Shallots
Hints and Tips


Preparing Soil For Shallots: Shallots grow best and produce bigger, fatter tastier bulbs if grown in fertile, loose, well-drained soil. Prepare your shallot bed by digging in EB Stones Organic Compost or Soil Booster . Add in Sure Start at the same time to make sure there is enough phosphorus in your prepared shallot bed (another shallot essential). Gophers love shallots as much as they like garlic; so be sure to protect your planting beds with gopher wire or be ready to start trapping!

Planting & Growing Shallots: Shallots can be planted from seedlings or bulbs (AKA sets), rather than cloves like Garlic. Here are the instructions for bulb planting: Separate out the bulbs if necessary and plant each individual bulb root end (the more blunt side) down.

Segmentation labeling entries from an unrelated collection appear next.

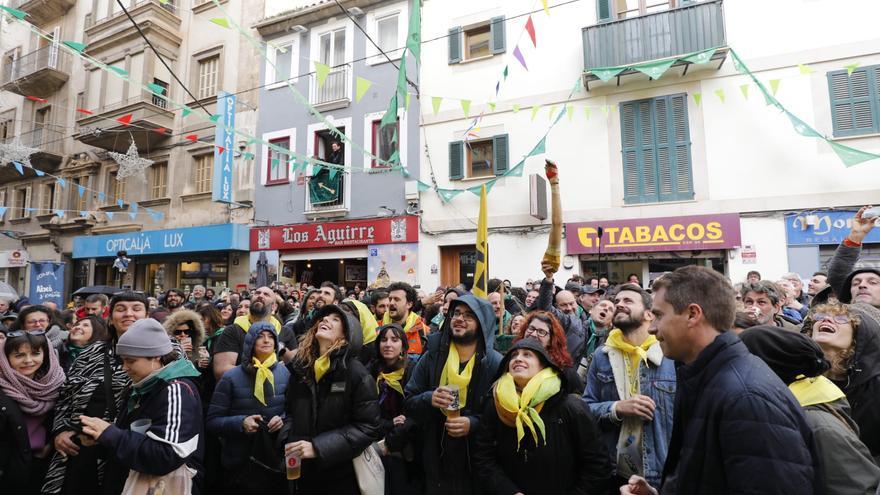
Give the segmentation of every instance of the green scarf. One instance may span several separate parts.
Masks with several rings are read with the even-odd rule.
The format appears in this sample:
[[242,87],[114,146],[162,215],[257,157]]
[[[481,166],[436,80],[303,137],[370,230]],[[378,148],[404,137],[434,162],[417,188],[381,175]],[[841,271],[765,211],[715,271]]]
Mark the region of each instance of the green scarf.
[[128,397],[128,412],[134,411],[145,397],[159,383],[169,383],[177,378],[193,378],[200,376],[198,370],[189,359],[177,359],[150,373],[143,380],[131,386]]

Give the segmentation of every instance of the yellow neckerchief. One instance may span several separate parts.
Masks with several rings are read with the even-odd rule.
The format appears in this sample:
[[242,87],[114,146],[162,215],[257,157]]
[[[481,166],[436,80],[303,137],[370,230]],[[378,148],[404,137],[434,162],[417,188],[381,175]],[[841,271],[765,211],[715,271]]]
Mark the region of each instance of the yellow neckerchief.
[[800,378],[791,382],[788,389],[794,394],[801,407],[825,404],[846,397],[837,385],[821,375],[815,378]]
[[[460,408],[464,409],[467,405],[467,386],[471,383],[471,373],[474,371],[474,363],[477,361],[477,353],[471,356],[468,364],[465,365],[464,371],[458,372],[461,361],[458,358],[458,349],[455,344],[449,344],[449,354],[446,356],[446,364],[443,365],[443,371],[440,373],[440,386],[458,385],[458,403]],[[442,409],[443,414],[447,414],[446,409]]]
[[260,361],[257,357],[253,358],[254,370],[257,372],[257,379],[254,382],[254,397],[264,406],[266,405],[266,395],[263,391],[263,385],[266,380],[269,380],[269,384],[272,385],[272,393],[275,393],[275,375],[272,373],[272,365],[277,362],[278,356],[274,352],[270,353],[264,361]]
[[354,299],[347,299],[347,301],[354,304],[354,307],[358,310],[358,319],[361,321],[361,331],[364,333],[363,345],[372,343],[376,340],[376,329],[379,328],[379,323],[376,322],[376,316],[370,311],[370,308],[368,308],[366,304],[360,301],[355,301]]
[[385,383],[388,384],[389,387],[396,390],[401,397],[403,397],[403,386],[400,384],[400,380],[403,379],[403,374],[406,372],[406,366],[400,368],[397,371],[392,371],[391,373],[382,373],[379,372],[379,376],[376,377],[376,390],[379,390],[379,382],[385,380]]
[[324,374],[327,373],[327,370],[330,369],[331,352],[333,352],[333,349],[330,349],[327,351],[327,354],[315,360],[315,383],[320,382],[321,378],[324,378]]
[[[273,327],[275,327],[275,335],[281,333],[281,323],[278,323],[278,320],[276,320],[274,316],[270,315],[269,319],[266,321],[268,321],[272,324]],[[244,330],[244,333],[247,333],[247,331],[250,330],[251,325],[253,325],[255,322],[251,321],[251,315],[247,314],[237,317],[235,320],[233,320],[233,323]]]
[[[519,450],[522,437],[525,436],[526,428],[532,432],[535,445],[538,445],[538,431],[544,444],[547,444],[547,435],[544,432],[544,421],[541,419],[541,408],[544,401],[559,393],[562,381],[559,374],[553,368],[544,368],[533,376],[529,383],[523,387],[522,394],[516,392],[516,383],[510,373],[505,373],[495,384],[495,411],[498,418],[507,426],[516,426],[516,450]],[[537,428],[537,431],[535,431]]]

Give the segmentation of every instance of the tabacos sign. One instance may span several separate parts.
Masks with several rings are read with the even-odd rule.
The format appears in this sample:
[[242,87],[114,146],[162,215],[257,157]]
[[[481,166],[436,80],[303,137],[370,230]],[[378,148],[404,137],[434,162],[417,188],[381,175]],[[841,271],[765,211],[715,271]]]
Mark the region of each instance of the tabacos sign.
[[414,216],[303,223],[251,229],[251,251],[293,250],[369,246],[418,242],[419,224]]
[[565,238],[568,254],[728,249],[740,245],[739,215],[569,223]]

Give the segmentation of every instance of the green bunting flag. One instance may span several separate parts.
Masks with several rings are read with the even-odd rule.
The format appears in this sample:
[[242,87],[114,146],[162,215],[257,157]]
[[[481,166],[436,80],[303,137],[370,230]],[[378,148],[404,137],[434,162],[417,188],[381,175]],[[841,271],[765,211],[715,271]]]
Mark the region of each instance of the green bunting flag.
[[327,64],[322,64],[317,60],[314,61],[315,64],[315,78],[318,82],[318,88],[324,87],[324,83],[327,82],[327,76],[330,75],[330,66]]
[[373,81],[358,76],[356,85],[357,90],[354,95],[354,101],[355,103],[360,103],[361,99],[364,97],[365,94],[367,94],[367,91],[370,89],[370,86],[373,85]]
[[431,107],[434,109],[434,115],[437,115],[437,112],[440,111],[440,103],[443,102],[443,98],[440,96],[432,96],[431,97]]

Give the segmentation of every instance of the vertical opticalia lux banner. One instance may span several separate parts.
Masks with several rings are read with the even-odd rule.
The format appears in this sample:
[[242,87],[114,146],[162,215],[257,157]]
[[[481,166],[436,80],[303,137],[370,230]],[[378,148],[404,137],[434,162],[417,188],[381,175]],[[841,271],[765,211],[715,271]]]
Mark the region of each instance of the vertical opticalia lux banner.
[[[211,181],[211,200],[232,203],[232,159],[235,148],[235,95],[221,91],[217,95],[217,113],[220,115],[214,131],[214,176]],[[222,124],[222,125],[219,125]]]

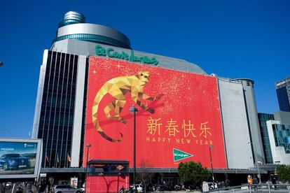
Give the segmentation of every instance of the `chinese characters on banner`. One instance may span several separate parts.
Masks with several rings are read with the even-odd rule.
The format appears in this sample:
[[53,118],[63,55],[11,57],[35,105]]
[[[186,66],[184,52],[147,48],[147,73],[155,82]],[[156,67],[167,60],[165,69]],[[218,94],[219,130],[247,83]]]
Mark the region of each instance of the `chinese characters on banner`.
[[[177,168],[181,161],[210,167],[209,145],[214,168],[227,167],[216,77],[91,57],[87,96],[90,159],[132,166],[134,105],[137,167]],[[191,156],[180,161],[174,150]]]

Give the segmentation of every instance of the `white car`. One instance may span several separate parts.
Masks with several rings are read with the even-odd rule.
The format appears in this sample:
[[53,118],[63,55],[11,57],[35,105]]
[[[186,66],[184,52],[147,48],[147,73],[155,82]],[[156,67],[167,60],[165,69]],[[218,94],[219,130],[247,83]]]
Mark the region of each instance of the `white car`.
[[58,185],[53,187],[54,193],[81,193],[81,188],[74,188],[69,185]]
[[130,189],[131,190],[136,190],[137,187],[137,190],[138,192],[143,192],[143,185],[141,184],[139,185],[132,185],[130,186]]

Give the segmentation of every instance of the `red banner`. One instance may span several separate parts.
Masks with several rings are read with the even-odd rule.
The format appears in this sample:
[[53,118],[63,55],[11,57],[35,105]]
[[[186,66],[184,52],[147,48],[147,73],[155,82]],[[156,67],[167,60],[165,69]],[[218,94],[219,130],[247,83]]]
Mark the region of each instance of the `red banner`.
[[215,77],[91,57],[87,100],[90,159],[132,166],[134,105],[137,167],[227,167]]

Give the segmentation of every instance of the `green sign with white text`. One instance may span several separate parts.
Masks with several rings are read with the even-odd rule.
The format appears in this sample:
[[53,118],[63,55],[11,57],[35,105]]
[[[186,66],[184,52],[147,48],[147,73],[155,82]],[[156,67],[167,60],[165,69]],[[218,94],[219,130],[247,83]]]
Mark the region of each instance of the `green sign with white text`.
[[193,157],[193,155],[173,148],[173,161],[177,162],[186,158]]
[[113,48],[105,48],[99,45],[95,47],[95,52],[98,56],[108,56],[109,57],[119,58],[132,62],[137,62],[141,64],[158,64],[158,61],[154,57],[148,57],[146,56],[136,56],[134,52],[131,50],[130,55],[125,52],[118,52],[115,51]]

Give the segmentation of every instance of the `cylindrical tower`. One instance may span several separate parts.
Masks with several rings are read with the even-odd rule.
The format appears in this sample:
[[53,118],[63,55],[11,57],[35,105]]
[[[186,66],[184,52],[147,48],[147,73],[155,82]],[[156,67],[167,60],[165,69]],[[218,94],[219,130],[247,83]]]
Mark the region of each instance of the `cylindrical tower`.
[[104,25],[85,23],[85,15],[76,11],[67,12],[58,27],[53,44],[64,39],[76,39],[131,49],[125,35]]

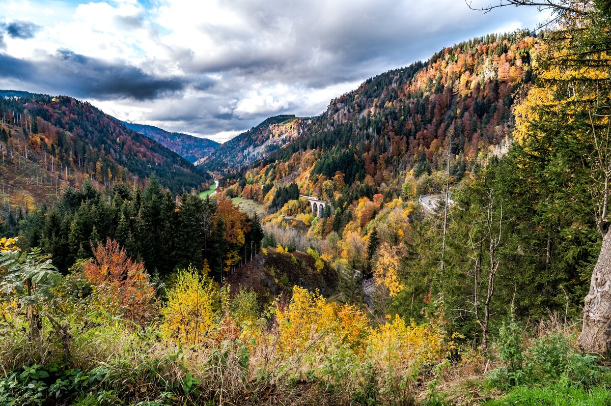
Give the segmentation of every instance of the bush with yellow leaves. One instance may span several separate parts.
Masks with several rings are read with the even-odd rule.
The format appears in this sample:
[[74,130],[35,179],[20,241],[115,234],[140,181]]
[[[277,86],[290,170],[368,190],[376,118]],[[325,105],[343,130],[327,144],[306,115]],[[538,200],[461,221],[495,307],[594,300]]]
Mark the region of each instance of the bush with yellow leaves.
[[332,343],[360,351],[367,332],[367,317],[354,306],[327,303],[318,293],[299,286],[285,309],[277,308],[279,347],[290,353],[308,348],[324,350]]
[[200,344],[213,327],[212,280],[193,268],[179,270],[160,313],[166,338],[189,345]]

Space shallot bulbs 6-8" apart, with 10-12" between rows. Plant just deep enough so that the pointed tip lies level with the soil surface. Unlike garlic which forms a whole bulb from a clove, shallots will form a cluster of 5-12 bulbs around the original bulb. This cluster will spread out a little more than a garlic bulb and therefore requires more space between plants.

Avoid mulching as it may hold in too much moisture which will rot the bulbs. The new shoots emerging from the bulbs are not strong enough to push through most mulch choices, so it's best to avoid it at planting time.

Water: After planting, water your shallots well, and then only water again when the top 1 of soil is dry. Remember, shallots need water to produce fat tasty shallots for you, but they must have good drainage or the bulbs will rot and there will be no production at all!

Feeding: In early spring, feed your shallots with either composted manure ( Double Doody time!) or a well-balanced fertilizer ( EB Stones Tomato and Vegetable Food is a fabulous choice) before the bulbs begin to enlarge. Keep the bulbs well watered and weeded of course. Watch for flowering stalks and remove immediately to help to focus the shallots' energy into bulb formation.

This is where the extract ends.